Chemical Engineering Seminar
Siddharth Dey is an Assistant Professor in the Department of Chemical Engineering, Biological Engineering and Neuroscience Research Institute at the University of California, Santa Barbara. He received his Ph.D. from the University of California, Berkeley in 2012 working with Professor David Schaffer and Professor Adam Arkin. Thereafter, he conducted post-doctoral research in Professor Alexander van Oudenaarden's group at the Hubrecht Institute, The Netherlands. Dr. Dey then moved to the University of California, Santa Barbara in 2017 to start his independent research group. Dr. Dey’s lab is funded by NIH R01 grants from NICHD and NHGRI that support their work developing multiomics single-cell sequencing technologies to study how variability in the epigenome regulates gene expression heterogeneity and cell fate decisions during early mammalian development. Dr. Dey’s work has been published at several leading journals, including Nature Biotechnology, Nature Communications, Nature Protocols, Cell Reports Methods, Stem Cell Reports, Cell, Molecular Systems Biology, and PLOS Biology. For his recent accomplishments, Dr. Dey has received the Shu Chien Early Career Jury Prize and has been invited to present the Potter Lecture at the Cincinnati Children’s Hospital Medical Center for his contributions to technology development in biosciences.

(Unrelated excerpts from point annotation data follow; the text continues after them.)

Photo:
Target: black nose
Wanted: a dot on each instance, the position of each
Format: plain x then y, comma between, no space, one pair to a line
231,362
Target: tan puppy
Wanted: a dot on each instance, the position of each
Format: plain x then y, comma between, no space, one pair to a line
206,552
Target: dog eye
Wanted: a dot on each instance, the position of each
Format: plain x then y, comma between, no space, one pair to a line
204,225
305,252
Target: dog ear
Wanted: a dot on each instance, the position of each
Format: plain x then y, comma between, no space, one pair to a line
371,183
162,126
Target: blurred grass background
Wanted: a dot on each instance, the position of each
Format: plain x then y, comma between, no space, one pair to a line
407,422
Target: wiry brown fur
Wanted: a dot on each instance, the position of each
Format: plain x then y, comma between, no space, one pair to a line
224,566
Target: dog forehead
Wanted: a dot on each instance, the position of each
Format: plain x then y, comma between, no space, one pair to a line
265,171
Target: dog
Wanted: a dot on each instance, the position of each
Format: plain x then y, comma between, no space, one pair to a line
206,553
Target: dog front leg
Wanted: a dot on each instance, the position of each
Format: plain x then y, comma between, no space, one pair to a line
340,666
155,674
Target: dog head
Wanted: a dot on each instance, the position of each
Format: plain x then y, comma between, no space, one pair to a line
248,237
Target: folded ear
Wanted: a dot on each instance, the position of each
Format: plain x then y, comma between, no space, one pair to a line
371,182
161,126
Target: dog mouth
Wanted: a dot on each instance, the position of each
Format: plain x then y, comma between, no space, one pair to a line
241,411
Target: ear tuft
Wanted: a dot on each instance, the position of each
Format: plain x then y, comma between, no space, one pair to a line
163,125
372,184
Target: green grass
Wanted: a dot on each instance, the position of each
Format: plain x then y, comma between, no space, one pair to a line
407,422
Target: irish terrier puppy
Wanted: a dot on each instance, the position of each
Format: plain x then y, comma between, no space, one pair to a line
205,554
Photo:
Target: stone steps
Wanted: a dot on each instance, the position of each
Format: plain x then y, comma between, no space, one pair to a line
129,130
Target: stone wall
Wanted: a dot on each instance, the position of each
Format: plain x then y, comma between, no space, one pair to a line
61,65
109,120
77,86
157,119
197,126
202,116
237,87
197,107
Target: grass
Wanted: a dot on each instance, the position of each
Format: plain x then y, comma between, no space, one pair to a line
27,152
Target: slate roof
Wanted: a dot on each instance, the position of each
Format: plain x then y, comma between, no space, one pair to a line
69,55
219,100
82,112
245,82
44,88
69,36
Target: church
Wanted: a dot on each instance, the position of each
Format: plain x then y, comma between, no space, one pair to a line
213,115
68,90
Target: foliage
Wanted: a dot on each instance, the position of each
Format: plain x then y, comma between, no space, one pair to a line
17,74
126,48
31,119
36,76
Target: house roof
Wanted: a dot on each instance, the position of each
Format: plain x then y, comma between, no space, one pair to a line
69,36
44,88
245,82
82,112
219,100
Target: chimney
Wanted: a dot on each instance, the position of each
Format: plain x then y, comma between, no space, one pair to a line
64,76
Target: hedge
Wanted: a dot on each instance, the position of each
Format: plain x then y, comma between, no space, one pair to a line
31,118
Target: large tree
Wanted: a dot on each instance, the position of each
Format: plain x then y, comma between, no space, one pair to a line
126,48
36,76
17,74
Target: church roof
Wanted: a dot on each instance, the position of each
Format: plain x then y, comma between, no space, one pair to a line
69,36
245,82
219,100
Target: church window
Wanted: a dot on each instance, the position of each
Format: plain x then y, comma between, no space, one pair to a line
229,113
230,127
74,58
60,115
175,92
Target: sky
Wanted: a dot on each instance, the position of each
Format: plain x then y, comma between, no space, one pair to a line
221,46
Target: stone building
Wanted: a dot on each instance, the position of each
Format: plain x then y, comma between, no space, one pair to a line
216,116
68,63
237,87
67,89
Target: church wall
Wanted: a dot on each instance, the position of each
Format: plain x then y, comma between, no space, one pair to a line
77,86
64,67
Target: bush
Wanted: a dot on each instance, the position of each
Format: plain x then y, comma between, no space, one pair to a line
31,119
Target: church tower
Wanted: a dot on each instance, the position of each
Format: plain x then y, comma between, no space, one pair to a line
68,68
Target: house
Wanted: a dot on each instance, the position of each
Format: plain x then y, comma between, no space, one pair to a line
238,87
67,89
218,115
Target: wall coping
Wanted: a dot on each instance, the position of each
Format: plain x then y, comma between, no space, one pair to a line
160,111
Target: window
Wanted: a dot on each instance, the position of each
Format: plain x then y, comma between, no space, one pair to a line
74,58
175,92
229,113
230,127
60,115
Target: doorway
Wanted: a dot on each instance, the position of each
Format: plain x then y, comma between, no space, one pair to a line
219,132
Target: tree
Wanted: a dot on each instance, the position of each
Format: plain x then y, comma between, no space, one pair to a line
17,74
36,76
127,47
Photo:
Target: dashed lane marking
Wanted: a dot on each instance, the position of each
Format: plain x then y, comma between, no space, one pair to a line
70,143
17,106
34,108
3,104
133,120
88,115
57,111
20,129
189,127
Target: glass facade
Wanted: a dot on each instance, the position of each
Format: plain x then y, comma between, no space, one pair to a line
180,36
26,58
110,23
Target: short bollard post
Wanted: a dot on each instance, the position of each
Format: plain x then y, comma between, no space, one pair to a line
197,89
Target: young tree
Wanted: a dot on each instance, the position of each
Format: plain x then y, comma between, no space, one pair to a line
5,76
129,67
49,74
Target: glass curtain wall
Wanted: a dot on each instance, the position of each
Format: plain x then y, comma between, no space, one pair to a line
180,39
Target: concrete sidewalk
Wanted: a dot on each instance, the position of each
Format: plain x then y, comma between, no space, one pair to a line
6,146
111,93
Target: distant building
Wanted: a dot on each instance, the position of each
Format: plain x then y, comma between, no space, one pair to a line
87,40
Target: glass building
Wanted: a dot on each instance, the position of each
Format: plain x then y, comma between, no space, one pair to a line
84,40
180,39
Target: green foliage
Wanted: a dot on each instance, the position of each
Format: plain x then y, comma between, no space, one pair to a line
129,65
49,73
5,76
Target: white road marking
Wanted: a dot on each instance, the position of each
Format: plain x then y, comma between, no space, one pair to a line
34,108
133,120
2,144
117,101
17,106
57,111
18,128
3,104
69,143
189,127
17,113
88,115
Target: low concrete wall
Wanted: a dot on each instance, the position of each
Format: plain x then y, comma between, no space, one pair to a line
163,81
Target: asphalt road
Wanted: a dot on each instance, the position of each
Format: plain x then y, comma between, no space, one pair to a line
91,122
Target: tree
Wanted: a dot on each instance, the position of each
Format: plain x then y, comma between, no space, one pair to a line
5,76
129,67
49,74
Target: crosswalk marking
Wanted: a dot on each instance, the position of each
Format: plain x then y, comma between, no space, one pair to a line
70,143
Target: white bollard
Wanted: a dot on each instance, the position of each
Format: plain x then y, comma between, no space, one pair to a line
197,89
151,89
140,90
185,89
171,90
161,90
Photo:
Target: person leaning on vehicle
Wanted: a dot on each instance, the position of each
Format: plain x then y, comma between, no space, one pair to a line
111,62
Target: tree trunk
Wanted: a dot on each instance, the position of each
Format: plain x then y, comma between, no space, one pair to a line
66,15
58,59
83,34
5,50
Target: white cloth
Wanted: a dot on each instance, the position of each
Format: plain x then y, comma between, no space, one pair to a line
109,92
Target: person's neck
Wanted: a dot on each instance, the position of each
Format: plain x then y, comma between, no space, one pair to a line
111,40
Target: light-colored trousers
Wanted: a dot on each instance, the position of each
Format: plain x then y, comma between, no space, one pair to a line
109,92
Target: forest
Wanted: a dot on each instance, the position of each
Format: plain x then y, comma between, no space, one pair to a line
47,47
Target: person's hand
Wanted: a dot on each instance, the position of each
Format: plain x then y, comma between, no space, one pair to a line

Regulation of transcription is coordinated by several layers of the epigenome to ensure precise cell type-specific gene expression programs. These layers of the epigenome span several orders of length scales, ranging from the 3-dimensional organization of chromosomes and the packaging of chromatin to chemical modifications of DNA. However, our understanding of how cell-to-cell heterogeneity in the epigenome influences gene expression variability and cell fate decisions remains limited. To address this question, our group has recently developed several technologies that I will describe in this talk. First, I will describe a method to strand-specifically detect DNA methylation in single cells that enabled us to uncover the mechanisms responsible for the global erasure of the methylome during preimplantation mouse/human development. Further, to gain deeper insights into genomic location- and cell state-specific reprogramming of the methylome during mammalian development, we have developed a method that can quantify all combinations of DNA methylation and DNA hydroxymethylation at the resolution of individual CpG dinucleotides together with the transcriptome in single cells. Next, I will discuss a method to simultaneously quantify DNA methylation, DNA accessibility and mRNA in single cells. When applied to embryoids mimicking early human development, we identify how changes in the epigenome are involved in the emergence of distinct cell types, including primordial germ cells, during gastrulation. Finally, I will describe a method to simultaneously map protein-DNA interactions and mRNA from the same cell. By profiling lamina-associated domains, we identify different dependencies between genome-nuclear lamina association and gene expression heterogeneity in single cells. Furthermore, by quantifying the binding patterns of a polycomb-group protein, RING1B, and the associated transcriptome, we map the dynamics of X chromosome inactivation during early development. In summary, these novel technologies are enabling us to map gene regulatory landscapes in different cell types within heterogeneous tissues.